7. At the Lancaster Circus round-about take the 3rd exit off signposted “Aston University”. Use the attached map to the
appropriate car park.

From M40 Oxford
Take M40 north and join the M42 westbound towards the M5. Travel north on the M5, leaving at junction 3 and follow directions
from M5 South-West above.

From M1 and The South
Take M1 north and exit at Junction 19 to join the M6 towards Birmingham. Follow the directions above from the M6.

From South Birmingham (Moseley, A45, A34)
Join the A4540 heading North. When Birmingham Science Park is on your left, take the left turn at the traffic lights onto Lister Street, continuing onto Woodcock Street. Use the attached map to the appropriate car park.

Car Parking at Conference Aston
This must be booked online, prior to arrival. Please visit www.conferenceaston.co.uk/carparking where you can book and pay for your space online. You will then be sent an email permit to display in your windscreen and an entry code for the car park. Please ensure you book this, prior to setting off, as we cannot guarantee availability at the venue car park, on the day.
Accommodation
It is not possible to book accommodation during the registration process.

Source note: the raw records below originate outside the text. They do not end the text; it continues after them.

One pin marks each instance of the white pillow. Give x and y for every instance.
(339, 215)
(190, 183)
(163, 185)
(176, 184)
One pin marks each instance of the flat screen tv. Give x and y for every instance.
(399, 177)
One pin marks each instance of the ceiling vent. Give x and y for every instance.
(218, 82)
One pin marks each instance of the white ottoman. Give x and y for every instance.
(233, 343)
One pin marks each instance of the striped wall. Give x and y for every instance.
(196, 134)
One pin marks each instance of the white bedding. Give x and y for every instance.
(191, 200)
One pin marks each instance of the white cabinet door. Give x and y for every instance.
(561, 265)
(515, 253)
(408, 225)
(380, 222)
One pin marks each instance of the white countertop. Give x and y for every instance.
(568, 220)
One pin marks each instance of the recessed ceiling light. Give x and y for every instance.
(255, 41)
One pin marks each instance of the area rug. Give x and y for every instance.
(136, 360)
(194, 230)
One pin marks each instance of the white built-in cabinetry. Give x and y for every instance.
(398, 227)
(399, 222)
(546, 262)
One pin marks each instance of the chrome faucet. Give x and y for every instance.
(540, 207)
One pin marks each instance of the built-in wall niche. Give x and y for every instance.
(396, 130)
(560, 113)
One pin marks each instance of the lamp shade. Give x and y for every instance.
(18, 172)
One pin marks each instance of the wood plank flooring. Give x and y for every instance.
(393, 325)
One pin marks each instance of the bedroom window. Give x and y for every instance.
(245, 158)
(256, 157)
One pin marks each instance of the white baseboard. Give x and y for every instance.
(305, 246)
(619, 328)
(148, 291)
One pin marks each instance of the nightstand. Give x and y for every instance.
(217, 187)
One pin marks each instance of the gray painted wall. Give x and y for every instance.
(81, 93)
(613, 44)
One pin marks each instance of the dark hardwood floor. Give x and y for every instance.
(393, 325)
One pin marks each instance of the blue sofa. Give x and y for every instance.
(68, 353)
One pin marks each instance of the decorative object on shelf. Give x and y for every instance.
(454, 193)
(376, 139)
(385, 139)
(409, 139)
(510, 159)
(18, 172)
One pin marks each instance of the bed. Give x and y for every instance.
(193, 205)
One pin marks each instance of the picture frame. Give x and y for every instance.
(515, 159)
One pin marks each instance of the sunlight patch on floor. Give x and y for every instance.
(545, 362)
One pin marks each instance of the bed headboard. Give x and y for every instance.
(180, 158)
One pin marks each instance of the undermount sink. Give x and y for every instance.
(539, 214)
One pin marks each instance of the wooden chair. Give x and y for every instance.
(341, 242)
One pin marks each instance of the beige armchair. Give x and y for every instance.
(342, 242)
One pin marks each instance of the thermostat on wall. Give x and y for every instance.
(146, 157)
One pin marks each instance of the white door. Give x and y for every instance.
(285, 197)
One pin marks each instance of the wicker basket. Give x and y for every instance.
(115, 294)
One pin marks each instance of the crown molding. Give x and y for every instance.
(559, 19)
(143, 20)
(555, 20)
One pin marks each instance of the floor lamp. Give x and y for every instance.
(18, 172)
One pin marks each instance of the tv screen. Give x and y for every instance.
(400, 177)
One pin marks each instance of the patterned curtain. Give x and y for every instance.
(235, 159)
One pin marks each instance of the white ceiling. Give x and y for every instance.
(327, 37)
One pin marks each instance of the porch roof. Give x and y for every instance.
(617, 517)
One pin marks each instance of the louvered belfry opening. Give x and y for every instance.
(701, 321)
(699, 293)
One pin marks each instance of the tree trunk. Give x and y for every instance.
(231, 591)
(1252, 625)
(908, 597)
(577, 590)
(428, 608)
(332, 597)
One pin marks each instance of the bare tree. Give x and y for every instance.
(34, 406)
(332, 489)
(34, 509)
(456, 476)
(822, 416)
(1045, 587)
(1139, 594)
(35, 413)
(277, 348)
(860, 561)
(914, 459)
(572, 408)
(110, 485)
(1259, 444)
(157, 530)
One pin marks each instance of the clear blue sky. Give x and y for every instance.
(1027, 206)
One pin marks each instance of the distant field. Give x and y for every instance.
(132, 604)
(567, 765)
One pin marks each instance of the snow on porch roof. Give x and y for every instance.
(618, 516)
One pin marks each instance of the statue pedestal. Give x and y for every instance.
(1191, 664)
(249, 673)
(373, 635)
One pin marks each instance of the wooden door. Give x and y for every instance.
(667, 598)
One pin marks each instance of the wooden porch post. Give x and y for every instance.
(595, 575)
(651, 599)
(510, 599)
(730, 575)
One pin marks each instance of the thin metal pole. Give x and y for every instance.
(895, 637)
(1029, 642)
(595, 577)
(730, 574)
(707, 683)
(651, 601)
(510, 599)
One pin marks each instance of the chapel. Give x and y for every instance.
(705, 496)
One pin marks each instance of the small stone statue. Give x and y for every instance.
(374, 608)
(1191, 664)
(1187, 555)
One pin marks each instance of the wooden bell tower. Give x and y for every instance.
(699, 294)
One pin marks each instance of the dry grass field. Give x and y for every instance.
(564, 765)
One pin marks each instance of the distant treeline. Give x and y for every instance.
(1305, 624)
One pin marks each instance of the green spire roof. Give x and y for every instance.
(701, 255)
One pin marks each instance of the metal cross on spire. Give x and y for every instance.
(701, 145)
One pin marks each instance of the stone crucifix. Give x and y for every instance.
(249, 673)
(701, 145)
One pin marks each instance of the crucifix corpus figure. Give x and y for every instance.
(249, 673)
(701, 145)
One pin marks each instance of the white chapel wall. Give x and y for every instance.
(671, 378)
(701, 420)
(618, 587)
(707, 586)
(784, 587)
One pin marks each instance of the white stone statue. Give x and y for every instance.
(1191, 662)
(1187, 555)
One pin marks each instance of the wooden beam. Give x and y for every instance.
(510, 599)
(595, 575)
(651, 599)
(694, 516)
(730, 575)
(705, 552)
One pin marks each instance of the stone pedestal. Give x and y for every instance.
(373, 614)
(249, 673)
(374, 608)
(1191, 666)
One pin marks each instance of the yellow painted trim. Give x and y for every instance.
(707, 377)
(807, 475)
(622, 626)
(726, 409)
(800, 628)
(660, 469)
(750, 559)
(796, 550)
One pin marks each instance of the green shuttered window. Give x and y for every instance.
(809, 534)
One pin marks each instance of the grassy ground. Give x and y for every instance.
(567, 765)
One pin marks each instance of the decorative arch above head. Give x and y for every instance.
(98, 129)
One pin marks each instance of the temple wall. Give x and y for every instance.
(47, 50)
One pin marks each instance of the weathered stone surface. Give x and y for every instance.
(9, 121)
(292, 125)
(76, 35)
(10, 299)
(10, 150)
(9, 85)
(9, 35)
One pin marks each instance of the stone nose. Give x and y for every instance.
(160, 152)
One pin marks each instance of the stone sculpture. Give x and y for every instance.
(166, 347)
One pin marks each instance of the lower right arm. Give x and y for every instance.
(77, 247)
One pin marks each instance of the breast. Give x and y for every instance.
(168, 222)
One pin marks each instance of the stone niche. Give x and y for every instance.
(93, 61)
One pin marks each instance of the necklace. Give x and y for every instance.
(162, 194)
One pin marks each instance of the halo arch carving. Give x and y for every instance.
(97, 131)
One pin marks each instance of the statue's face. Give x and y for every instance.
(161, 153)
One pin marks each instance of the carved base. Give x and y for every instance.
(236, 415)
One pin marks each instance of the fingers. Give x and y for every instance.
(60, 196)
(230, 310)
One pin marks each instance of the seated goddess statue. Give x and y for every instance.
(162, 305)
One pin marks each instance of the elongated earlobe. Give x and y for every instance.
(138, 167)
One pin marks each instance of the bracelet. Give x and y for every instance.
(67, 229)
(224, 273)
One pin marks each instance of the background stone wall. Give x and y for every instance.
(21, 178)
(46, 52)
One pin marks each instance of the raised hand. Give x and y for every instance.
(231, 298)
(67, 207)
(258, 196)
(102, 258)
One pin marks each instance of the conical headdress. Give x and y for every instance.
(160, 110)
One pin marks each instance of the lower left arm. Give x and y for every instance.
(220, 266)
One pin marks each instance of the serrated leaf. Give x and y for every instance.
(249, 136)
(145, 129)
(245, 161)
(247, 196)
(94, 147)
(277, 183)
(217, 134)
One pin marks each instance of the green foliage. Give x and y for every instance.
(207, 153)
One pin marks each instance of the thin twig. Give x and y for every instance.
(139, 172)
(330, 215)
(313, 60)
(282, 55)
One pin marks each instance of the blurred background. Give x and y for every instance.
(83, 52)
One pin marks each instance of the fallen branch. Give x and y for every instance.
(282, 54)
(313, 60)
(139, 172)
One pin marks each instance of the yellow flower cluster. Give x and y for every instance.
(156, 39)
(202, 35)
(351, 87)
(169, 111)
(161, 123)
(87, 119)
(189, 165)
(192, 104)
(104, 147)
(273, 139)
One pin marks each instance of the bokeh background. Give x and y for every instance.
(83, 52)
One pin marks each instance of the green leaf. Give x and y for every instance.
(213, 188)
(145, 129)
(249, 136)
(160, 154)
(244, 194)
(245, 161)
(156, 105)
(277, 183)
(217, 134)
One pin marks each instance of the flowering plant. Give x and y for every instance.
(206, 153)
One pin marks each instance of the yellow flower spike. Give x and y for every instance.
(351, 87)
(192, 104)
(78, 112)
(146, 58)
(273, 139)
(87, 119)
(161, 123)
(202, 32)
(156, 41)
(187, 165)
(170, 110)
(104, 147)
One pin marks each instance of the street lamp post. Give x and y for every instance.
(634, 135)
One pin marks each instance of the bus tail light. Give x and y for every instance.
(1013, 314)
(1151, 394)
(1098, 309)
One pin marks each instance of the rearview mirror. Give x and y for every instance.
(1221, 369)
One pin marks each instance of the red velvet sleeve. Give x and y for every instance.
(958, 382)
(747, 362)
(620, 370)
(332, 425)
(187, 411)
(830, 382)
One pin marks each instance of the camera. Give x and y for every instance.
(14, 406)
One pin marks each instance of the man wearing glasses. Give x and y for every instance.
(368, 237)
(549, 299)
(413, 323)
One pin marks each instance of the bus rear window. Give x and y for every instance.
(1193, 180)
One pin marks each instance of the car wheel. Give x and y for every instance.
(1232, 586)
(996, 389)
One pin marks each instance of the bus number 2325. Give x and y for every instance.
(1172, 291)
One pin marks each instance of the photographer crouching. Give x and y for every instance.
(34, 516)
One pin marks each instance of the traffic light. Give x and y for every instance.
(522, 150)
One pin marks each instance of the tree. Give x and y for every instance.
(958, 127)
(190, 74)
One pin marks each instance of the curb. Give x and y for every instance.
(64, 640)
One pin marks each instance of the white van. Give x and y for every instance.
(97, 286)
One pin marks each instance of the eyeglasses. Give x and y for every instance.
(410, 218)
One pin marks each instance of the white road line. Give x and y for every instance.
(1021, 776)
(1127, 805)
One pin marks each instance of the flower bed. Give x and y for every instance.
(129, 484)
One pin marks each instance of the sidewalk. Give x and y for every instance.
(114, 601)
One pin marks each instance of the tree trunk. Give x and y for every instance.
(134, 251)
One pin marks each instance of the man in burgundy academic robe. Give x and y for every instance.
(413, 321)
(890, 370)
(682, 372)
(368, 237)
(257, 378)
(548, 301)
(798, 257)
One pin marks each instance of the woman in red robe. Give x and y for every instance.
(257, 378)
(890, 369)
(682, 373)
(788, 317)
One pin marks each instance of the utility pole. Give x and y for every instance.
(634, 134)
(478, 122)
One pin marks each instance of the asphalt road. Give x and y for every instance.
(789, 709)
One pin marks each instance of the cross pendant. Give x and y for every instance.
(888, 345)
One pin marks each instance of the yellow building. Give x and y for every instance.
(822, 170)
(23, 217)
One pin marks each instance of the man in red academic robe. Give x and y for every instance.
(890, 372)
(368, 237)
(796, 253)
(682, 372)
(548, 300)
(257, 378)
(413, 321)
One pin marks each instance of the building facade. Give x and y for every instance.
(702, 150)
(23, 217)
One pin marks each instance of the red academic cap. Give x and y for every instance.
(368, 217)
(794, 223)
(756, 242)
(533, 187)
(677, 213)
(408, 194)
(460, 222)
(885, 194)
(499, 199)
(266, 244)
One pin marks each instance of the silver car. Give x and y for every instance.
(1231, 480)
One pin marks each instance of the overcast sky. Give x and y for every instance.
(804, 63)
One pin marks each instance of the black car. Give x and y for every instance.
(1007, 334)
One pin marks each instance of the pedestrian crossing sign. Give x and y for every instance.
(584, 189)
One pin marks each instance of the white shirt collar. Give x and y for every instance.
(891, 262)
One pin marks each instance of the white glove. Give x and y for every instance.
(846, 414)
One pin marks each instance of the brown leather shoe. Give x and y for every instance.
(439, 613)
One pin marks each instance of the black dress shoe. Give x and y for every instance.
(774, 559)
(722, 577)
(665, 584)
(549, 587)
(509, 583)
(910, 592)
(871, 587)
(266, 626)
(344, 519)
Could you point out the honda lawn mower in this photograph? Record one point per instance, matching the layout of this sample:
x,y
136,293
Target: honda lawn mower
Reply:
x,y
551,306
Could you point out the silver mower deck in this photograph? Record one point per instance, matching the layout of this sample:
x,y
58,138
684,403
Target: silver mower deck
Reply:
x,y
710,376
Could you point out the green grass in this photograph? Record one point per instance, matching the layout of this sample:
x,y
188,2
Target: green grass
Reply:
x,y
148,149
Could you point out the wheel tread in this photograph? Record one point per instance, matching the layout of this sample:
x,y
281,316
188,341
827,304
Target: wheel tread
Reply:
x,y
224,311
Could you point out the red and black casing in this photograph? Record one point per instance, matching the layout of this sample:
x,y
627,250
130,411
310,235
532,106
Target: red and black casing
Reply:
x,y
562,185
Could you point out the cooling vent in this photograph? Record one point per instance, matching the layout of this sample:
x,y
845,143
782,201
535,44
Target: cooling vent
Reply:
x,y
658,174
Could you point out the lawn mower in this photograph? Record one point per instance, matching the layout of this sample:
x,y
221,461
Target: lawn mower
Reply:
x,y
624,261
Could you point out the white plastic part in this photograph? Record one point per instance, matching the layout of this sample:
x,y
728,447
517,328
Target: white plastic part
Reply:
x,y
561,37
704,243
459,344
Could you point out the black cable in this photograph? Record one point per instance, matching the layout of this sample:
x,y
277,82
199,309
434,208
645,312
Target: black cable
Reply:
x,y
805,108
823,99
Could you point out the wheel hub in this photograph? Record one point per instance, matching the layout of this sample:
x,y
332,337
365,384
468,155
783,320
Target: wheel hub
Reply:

Accommodation can be booked for the conference via Meet Birmingham who have obtained competitive rates at a variety of hotels. Any bookings and payments are made direct with the accommodation provider, not the Royal Society of Chemistry, and all queries and requests must be made direct to them.
If you are interested in a particular hotel/accommodation type, please get in contact with Meet Birmingham and they will be able to advise and source preferable rates.
Rooms are available at the preferred rate for conference delegates until 8 June 2019. After this date there is no guarantee of room availability or pricing, so early booking is recommended.